How do you factor \[4{x^2} - 16\] ?

Answer 1

Hint: We can solve this using algebraic identities. We use the identity \[{a^2} - {b^2} = (a - b)(a + b)\] to solve the given problem. We can see that 4 and 16 are perfect squares. We can convert the given problem into \[{a^2} - {b^2}\] , since the square of 2 is 4 and square of 4 is 16.

Complete step-by-step answer:
Given, \[4{x^2} - 16\]
We can rewrite it as \[ = {2^2}.{x^2} - {4^2}\]
 \[ = {(2x)^2} - {4^2}\] .
That is it is in the form \[{a^2} - {b^2}\] , where \[a = 2x\] and \[b = 4\] .
We have the formula \[{a^2} - {b^2} = (a - b)(a + b)\] .
Then above becomes,
 \[ = (2x - 4)(2x + 4)\] . These are the factors of the \[4{x^2} - 16\] .
We can find the root of the polynomial by equating the obtained factors to zero.
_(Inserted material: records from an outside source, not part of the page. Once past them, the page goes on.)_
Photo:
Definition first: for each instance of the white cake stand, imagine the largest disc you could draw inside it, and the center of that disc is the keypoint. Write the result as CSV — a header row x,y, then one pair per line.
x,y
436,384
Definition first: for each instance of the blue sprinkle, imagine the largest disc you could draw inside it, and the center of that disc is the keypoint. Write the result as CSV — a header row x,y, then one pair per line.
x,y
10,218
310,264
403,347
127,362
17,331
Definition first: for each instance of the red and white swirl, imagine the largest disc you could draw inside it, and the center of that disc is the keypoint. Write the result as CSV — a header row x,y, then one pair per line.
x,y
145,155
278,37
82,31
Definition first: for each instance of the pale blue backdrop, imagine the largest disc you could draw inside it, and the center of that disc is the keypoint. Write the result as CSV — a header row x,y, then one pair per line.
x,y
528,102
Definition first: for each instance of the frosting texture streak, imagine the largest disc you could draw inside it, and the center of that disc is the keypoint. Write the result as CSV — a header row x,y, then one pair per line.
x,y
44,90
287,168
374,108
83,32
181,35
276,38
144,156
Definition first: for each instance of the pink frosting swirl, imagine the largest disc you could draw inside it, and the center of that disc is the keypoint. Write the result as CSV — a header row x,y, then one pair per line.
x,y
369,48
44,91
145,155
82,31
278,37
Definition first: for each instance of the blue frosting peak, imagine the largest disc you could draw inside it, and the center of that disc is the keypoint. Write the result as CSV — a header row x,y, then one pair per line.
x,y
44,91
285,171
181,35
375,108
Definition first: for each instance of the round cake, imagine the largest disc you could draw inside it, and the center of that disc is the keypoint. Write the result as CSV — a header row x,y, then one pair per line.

That is
 \[ \Rightarrow (2x - 4)(2x + 4) = 0\]
Using the zero product principle, that is of ab=0 then a=0 or b=0.using this we get,
 \[ \Rightarrow 2x - 4 = 0\] and \[2x + 4 = 0\] .
 \[ \Rightarrow 2x = 4\] and \[2x = - 4\] .
 \[ \Rightarrow x = \dfrac{4}{2}\] and \[x = - \dfrac{4}{2}\] .
 \[ \Rightarrow x = 2\] and \[x = - 2\]
This is the roots of the given polynomial.
We know that on the x-axis, the value of y is zero so the roots of an equation are the points on the x-axis that is the roots are simply the x- intercept.
So, the correct answer is “(2x - 4)(2x + 4)”.

Note: Since the given equation is a polynomial. The highest exponent of the polynomial in a polynomial equation is called its degree. A polynomial equation has exactly as many roots as its degree. Here the degree is 2. Hence it is called a quadratic equation. (We know the quadratic equation is of the form \[a{x^2} + bx + c = 0\] , in our problem coefficient of ‘x’ is zero) Hence, we have two roots or two factors.